Binance accuses SEC of overreach

Defendants also include related companies BAM Trading Services and BAM Management US Holdings Inc. The SEC lawsuit has 13 charges alleging violations of the Securities Act and Exchange Act. The complaint is similar to one filed in March against Binance and Zhao by the US Commodity Futures Trading Commission (CFTC). As we previously wrote, the CFTC lawsuit seeks disgorgement, civil monetary penalties, and permanent trading and registration bans.

Binance issued a response to the SEC on Monday. It said there is “zero justification” for the lawsuit, that the SEC is trying “to claim jurisdictional ground from other regulators,” and that “any allegations that user assets on the Binance.US platform have ever been at risk are simply wrong.”

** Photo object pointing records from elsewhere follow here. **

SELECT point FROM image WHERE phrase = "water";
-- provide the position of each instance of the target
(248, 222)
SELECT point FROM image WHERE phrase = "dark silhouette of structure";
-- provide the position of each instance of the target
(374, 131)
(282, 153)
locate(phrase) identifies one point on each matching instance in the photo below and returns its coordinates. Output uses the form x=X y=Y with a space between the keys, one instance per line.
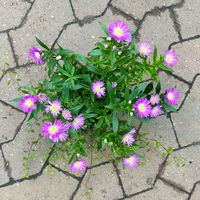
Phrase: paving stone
x=187 y=121
x=6 y=58
x=104 y=185
x=160 y=129
x=161 y=36
x=188 y=66
x=82 y=39
x=161 y=192
x=45 y=187
x=186 y=176
x=188 y=17
x=3 y=174
x=45 y=20
x=142 y=177
x=9 y=121
x=28 y=75
x=168 y=81
x=89 y=8
x=12 y=12
x=14 y=152
x=138 y=8
x=196 y=193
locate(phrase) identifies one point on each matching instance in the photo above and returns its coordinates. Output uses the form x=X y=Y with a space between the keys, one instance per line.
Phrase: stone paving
x=173 y=24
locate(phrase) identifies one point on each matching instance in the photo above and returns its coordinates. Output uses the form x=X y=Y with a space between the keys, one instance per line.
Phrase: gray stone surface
x=6 y=59
x=10 y=120
x=144 y=174
x=189 y=116
x=196 y=193
x=45 y=187
x=160 y=129
x=188 y=17
x=188 y=65
x=161 y=192
x=89 y=8
x=82 y=39
x=12 y=12
x=138 y=8
x=153 y=31
x=184 y=177
x=102 y=184
x=45 y=15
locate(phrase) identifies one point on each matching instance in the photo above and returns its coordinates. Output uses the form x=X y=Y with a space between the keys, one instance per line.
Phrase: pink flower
x=119 y=31
x=98 y=89
x=28 y=103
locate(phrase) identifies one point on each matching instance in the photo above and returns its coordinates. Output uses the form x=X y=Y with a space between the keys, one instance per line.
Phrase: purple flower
x=172 y=96
x=57 y=131
x=28 y=103
x=144 y=48
x=35 y=53
x=131 y=162
x=119 y=31
x=98 y=89
x=66 y=114
x=78 y=166
x=155 y=99
x=128 y=139
x=156 y=111
x=78 y=122
x=42 y=97
x=114 y=84
x=143 y=108
x=54 y=107
x=170 y=58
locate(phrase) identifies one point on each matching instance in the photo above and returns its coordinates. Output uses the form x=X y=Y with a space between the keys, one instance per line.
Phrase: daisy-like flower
x=66 y=114
x=119 y=31
x=131 y=162
x=114 y=84
x=78 y=122
x=58 y=131
x=128 y=139
x=170 y=58
x=172 y=96
x=78 y=166
x=155 y=99
x=144 y=48
x=98 y=89
x=42 y=97
x=35 y=53
x=28 y=103
x=142 y=107
x=54 y=107
x=156 y=111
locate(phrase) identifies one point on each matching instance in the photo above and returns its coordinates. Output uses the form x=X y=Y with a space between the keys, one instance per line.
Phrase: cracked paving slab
x=45 y=16
x=45 y=187
x=187 y=121
x=184 y=177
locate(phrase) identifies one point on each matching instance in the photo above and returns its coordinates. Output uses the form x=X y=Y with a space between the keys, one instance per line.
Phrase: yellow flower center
x=29 y=102
x=37 y=54
x=170 y=96
x=54 y=107
x=53 y=129
x=169 y=58
x=118 y=31
x=97 y=88
x=141 y=107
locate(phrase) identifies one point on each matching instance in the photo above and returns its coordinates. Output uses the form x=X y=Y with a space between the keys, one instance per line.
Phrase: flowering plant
x=92 y=99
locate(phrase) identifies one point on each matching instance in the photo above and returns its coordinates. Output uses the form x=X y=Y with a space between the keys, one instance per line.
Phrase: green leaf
x=104 y=28
x=42 y=44
x=115 y=122
x=16 y=99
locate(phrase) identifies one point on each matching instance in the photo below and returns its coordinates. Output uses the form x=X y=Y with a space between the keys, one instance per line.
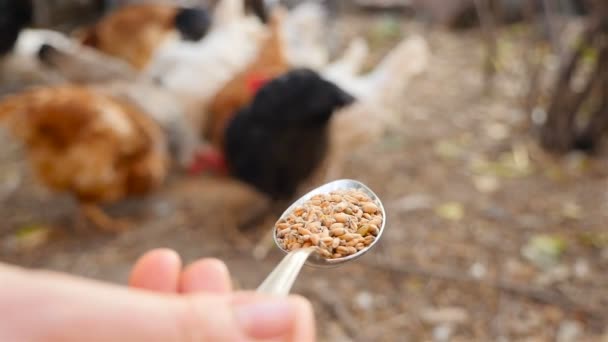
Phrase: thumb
x=247 y=317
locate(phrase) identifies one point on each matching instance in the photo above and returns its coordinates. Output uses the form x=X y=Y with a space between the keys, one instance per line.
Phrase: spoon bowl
x=282 y=277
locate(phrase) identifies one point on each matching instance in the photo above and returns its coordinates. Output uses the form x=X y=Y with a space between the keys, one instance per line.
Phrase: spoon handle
x=280 y=280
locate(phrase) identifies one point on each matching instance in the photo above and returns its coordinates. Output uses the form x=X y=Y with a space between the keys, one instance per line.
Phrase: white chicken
x=305 y=36
x=23 y=66
x=195 y=72
x=366 y=120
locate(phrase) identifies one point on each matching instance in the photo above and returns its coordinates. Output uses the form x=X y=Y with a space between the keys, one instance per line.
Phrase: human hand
x=46 y=306
x=160 y=270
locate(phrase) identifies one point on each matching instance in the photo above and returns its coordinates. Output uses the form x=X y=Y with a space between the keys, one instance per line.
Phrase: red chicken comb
x=208 y=159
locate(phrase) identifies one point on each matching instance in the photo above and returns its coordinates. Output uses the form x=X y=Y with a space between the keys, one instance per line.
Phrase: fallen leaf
x=452 y=211
x=571 y=210
x=497 y=131
x=453 y=315
x=486 y=184
x=448 y=149
x=594 y=239
x=544 y=251
x=32 y=236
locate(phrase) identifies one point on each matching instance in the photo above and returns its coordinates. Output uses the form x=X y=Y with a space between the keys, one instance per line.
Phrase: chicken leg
x=101 y=220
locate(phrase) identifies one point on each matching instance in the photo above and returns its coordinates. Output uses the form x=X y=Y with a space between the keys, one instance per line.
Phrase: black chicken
x=278 y=141
x=14 y=16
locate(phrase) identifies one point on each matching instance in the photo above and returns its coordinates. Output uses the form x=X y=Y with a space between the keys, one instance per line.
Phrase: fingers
x=289 y=319
x=248 y=317
x=72 y=309
x=206 y=275
x=157 y=270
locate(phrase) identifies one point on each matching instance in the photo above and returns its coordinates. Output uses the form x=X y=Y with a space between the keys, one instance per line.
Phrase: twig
x=533 y=293
x=534 y=63
x=488 y=25
x=558 y=131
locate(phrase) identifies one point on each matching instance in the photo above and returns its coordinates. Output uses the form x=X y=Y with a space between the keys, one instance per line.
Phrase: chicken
x=14 y=16
x=305 y=31
x=236 y=94
x=367 y=120
x=277 y=142
x=93 y=146
x=149 y=98
x=134 y=32
x=27 y=63
x=197 y=71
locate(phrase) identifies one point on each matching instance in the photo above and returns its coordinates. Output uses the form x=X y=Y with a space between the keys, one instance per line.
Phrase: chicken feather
x=95 y=147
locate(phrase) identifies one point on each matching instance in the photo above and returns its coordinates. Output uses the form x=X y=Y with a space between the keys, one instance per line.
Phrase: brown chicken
x=134 y=32
x=271 y=62
x=93 y=146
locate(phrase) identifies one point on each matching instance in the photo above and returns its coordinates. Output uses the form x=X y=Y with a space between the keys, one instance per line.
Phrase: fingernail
x=264 y=319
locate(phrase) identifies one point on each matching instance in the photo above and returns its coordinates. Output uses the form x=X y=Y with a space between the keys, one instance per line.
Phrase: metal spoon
x=280 y=280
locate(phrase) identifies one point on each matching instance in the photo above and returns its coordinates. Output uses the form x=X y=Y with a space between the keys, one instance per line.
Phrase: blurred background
x=491 y=161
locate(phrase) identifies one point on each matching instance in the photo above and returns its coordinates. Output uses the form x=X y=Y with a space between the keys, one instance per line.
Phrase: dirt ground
x=488 y=238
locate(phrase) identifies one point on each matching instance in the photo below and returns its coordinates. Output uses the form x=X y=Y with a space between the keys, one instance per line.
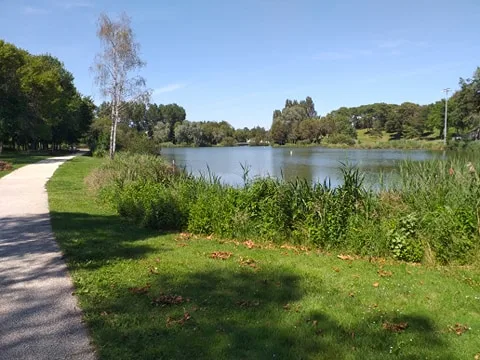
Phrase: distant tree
x=114 y=67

“All user assets on Binance and Binance affiliate platforms, including Binance.US, are safe and secure, and we will vigorously defend against any allegations to the contrary,” Binance said. Binance further accused the SEC of “overreach” and said that “because Binance is not a US exchange, the SEC’s actions are limited in reach.”

Binance is the world’s largest crypto asset trading platform, with a trading volume of $9.58 trillion in 2021, the SEC lawsuit said. Binance is said to have earned at least $11.6 billion in revenue from June 2018 to July 2021, mostly from transaction fees.

Binance’s own crypto coin offering, BNB, was down over 10 per cent in trading following today’s SEC lawsuit.

SEC: Binance chose to evade US law

The lawsuit alleged that under Zhao’s control, Binance and affiliated entities “have unlawfully offered three essential securities market functions—exchange, broker-dealer, and clearing agency—on the Binance Platforms without registering with the SEC. Acutely aware that US law requires registration for these functions, Defendants nevertheless chose not to register, so they could evade the critical regulatory oversight designed to protect investors and markets.”

Binance claimed to the public that Binance.com didn’t serve US people “while simultaneously concealing their efforts to ensure that the most valuable US customers continued trading on the platform,” the SEC said, continuing:

When the Binance.US Platform launched in 2019, Binance announced that it was implementing controls to block US customers from the Binance.com Platform. In reality, Binance did the opposite. Zhao directed Binance to assist certain high-value US customers in circumventing those controls and to do so surreptitiously because—as Zhao himself acknowledged—Binance did not want to “be held accountable” for these actions. As the Binance CCO explained, “[o]n the surface we cannot be seen to have US users[,] but in reality, we should get them through other creative means.” Indeed, Zhao’s stated “goal” was “to reduce the losses to ourselves, and at the same time to make the US regulatory authorities not trouble us.”